Whatever he did made headlines. In 1937 his second wife Evangeline Brewster Johnson, heiress to a pharmaceutical fortune, divorced him amid gossip about his romance with Greta Garbo, whom he was soon squiring around Italy and Scandinavia. From then on, his life was ever more peripatetic and flamboyant. His third marriage was to Gloria Vanderbilt, who was 21 at the time. Stokowski was 63. Quipped a columnist: Sic transit gloria. But the marriage lasted ten years and produced two sons. Even after the divorce in 1955, Stokowski remained remarkably attentive to his two young sons. Until Gloria put a stop to it, he had them at his place every other night, and on the alternate evenings sat with them as they had supper at Gloria's home. In the custody suit that followed, she charged that the great conductor hovered over the boys like "an overanxious, harassing and harassed great-grandmother, creating neurotic explosions every minute."

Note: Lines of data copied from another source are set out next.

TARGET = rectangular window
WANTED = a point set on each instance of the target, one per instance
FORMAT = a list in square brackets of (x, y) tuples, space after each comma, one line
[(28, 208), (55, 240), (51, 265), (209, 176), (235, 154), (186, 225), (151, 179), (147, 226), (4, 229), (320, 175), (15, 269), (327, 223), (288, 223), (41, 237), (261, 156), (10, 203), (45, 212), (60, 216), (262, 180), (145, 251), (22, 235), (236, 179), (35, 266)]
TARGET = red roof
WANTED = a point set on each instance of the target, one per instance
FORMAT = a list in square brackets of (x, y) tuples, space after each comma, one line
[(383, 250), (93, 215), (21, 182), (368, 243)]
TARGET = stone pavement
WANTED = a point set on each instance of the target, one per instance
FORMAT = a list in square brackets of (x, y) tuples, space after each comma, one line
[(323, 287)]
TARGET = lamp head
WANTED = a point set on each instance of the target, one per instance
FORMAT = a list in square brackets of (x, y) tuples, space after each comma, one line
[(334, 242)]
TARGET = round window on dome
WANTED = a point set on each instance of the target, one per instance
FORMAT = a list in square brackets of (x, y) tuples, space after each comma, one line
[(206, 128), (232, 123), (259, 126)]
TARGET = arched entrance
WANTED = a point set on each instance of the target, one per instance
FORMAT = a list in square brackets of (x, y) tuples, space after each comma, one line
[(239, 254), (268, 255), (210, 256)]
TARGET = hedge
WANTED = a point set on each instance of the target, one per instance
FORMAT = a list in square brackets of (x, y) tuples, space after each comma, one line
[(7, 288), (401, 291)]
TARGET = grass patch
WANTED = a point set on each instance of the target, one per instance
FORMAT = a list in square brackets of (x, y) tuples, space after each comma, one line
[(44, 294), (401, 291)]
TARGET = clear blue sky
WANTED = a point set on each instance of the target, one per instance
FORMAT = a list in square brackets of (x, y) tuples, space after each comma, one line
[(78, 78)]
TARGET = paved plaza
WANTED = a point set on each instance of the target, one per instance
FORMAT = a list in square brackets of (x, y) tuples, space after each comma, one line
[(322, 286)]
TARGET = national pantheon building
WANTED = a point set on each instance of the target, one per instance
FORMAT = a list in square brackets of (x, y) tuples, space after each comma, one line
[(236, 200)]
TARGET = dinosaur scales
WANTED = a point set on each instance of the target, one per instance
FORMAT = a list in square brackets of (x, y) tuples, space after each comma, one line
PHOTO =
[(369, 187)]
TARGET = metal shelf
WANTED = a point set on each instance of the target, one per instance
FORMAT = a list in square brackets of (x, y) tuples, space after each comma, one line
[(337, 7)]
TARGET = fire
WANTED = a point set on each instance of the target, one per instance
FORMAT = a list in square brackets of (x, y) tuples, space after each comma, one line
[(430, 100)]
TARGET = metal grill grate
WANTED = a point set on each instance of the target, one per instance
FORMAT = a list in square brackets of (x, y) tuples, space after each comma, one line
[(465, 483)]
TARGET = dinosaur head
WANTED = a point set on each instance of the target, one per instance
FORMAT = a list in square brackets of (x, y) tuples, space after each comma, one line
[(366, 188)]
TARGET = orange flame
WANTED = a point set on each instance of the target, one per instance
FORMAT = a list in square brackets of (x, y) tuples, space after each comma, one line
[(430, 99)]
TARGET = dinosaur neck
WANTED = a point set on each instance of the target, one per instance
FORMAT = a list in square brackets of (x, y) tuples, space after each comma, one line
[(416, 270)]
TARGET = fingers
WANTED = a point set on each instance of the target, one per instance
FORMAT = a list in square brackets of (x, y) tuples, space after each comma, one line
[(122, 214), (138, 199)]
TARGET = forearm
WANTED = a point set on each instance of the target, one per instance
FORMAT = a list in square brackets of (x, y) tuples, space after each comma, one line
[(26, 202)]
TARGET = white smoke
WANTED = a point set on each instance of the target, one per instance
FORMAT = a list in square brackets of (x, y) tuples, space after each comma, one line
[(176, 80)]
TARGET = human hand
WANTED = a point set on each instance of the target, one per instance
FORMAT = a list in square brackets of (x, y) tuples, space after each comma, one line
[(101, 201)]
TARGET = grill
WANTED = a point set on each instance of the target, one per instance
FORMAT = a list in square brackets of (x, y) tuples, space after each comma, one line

Stokowski kept himself in extraordinary physical shape, experimented endlessly with diets, took a masseur with him wherever he went. In his later years he lived in lonely splendor in a large apartment overlooking Manhattan's Central Park, receiving visitors in a chair set against the light to reveal his still handsome profile, still making guest appearances, conducting with all his old authority. Then in 1972 he moved back to his native England and devoted himself primarily to making records.
His figure had become frail and stooped, and he needed a cane to get to the podium. Yet to the end, he retained the commanding presence and serene authority of old. However musical history judges him, it will certainly note that he helped free the classics from the often stultifying academicism of Germanic conducting, and was a major force in expanding the U.S. audience for serious music to its present broad dimension. Most of all, he made people feel, with justice, that it was a stimulating experience to have Leopold Stokowski in their midst during the years of his long life.